At the end of July, I found myself driving across New Mexico, following a U-Haul which my husband was driving . When driving or riding in a vehicle, we always stay buckled in. It is second nature to us.
We were moving our daughter from Phoenix to Laredo, Texas for her first REAL job as a university assistant professor. Being from the midwest, I was in definitely in unfamiliar territory when we came upon a series of signs that said the following.
- IN A DUST STORM
- PULL OFF ROADWAY
- LIGHTS OFF
- ENGINE OFF
- FEET OFF BRAKE
- STAY BUCKLED IN
I read each of those yellow caution signs with due diligence while I was driving 70 mph, but, I began to question myself. Pull off roadway, sure! Lights off? Hmmmmm? Engine off.

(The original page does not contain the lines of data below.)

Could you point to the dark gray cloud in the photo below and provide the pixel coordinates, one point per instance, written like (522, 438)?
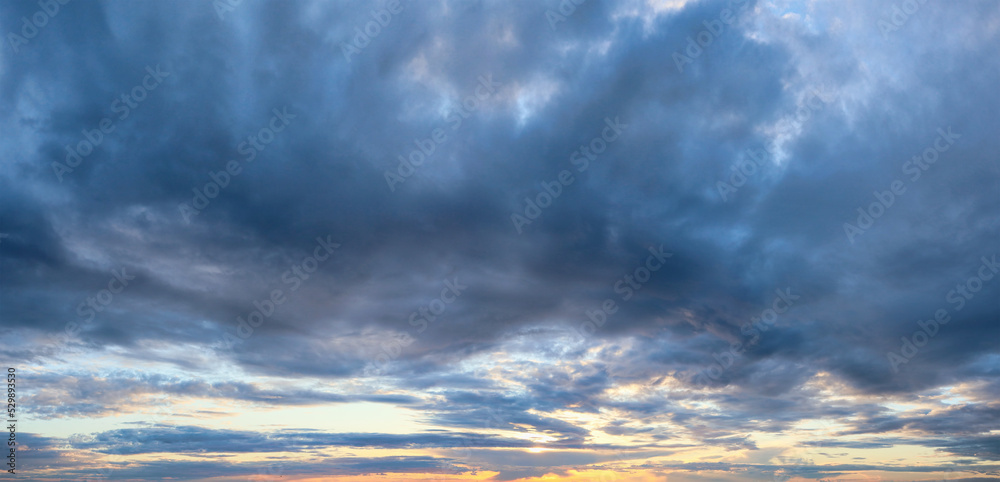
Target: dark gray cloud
(511, 339)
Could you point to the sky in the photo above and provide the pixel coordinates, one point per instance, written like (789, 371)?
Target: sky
(552, 240)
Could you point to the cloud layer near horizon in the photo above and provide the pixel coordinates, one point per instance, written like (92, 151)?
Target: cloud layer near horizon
(618, 318)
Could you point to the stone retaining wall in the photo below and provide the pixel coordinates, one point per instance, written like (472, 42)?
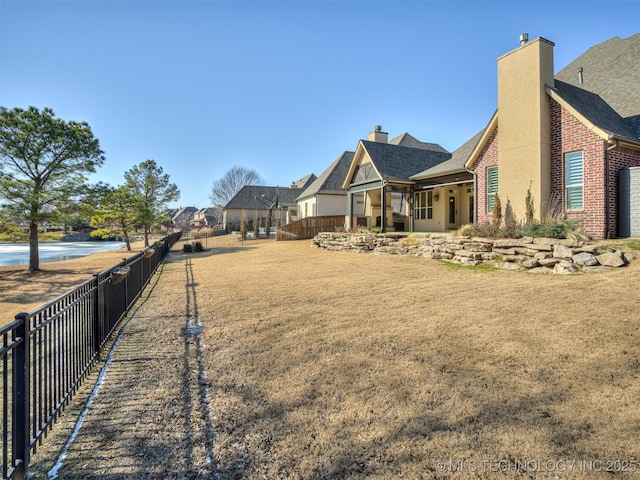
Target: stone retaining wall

OK. Feet off break??? Are you kidding me?
Earlier in the day, I had remarked that New Mexico was the only state west of the Mississippi that I had never been in. A little midwestern girl like me, had also never been in a dust storm.
Pull off the roadway. Yeah, that’s a no brainer! Even though I have never been in a dust storm, I have been in blizzards. I imagine they are are similar. Reduced visibility would be a given.
Engine off. OK. May be a spark from the engine could spark an explosion similar to what can happen in a grain bin if you are not careful. I did grow up on a farm and I do know that grain bin dust can explode – spontaneous combustion.
Lights off? Really? Don’t you want the other people on the roadway to see you so they don’t run into you while they are pulling off the roadway?
FEET OFF BRAKE! WHAAAAT??? With all that wind and all that dust blowing you around, I want to keep my feet firmly planted on the brake and ground myself as much as possible.
Stay buckled in. Yeah, I get that one. There is no way I would take off my seat belt in a dust storm.
After the first sighting of this series of signs, I immediately began to question myself. Did they say lights off or on? Did they say feet on the brake or off? Apparently, the New Mexico Department of Transportation knew that I would be questioning myself just then because approximately one mile down the road, the entire series of signs appeared again. That answered my questions. Yes, it really did say lights off. Yes, it really did say feet off the break. And yes, one mile further down the road, the entire series of signs appeared one more time, this time cementing the steps in my mind.
Every day in an elementary classroom, and any grade level for that matter, has the potential to turn into a dust storm. There are always things that can blow us off course. Sometimes those things turn out to be happy accidents that we can work into our lesson and learn from. More often these things are real challenges that can get everyone off track and eat up valuable learning time and even make teachers question their career choices.
We can learn something from the New Mexico Department of Transportation. Dust storms happen. Even when you’re not expecting them. Be prepared. Pull off the roadway. You will have to deviate slightly from your plan of the day. But don’t let the dust storm dictate what happens in your class.
Turn the bright lights off, dim the room. Bring the tension down. Find a way to defuse any situation. Take your feet OFF the brake, be flexible. Don’t be the spark that causes an explosion. Teach appropriate behaviors & teach classroom procedures over & over & over with a smile on your face. We humans need repetition. It will pay off in the end.
Stay buckled in! Education is a wild ride no matter what subject area or grade levels you teach, don’t jump ship. Stay buckled in, reach out for help, find the resources you need to make it work. We need YOU.
Just like the unpredictable New Mexico weather, periodic gusts of wind just seem to come out of nowhere. Be prepared and be flexible when they hit!
I know the last you think you want to do now is read a book. But if you have not read Harry Wong’s book, The First Days of School: How to be an Effective Teacher, (affiliate link) you MUST! It does not have to be your first day of teaching. (I read it into my 8th year.) And you don’t have to be a general classroom teacher. Specialists can benefit from this book too. I am a music teacher and I got soooooo much from this book. It really is a VERY quick read. You can literally read the book in one evening. Check it out from your library, ask a friend (they may have it), ask your school to buy it, or order it. But read it. You will be glad you did.
What tips do you have to help teachers navigate the stormy weather that sometimes happens in the classroom?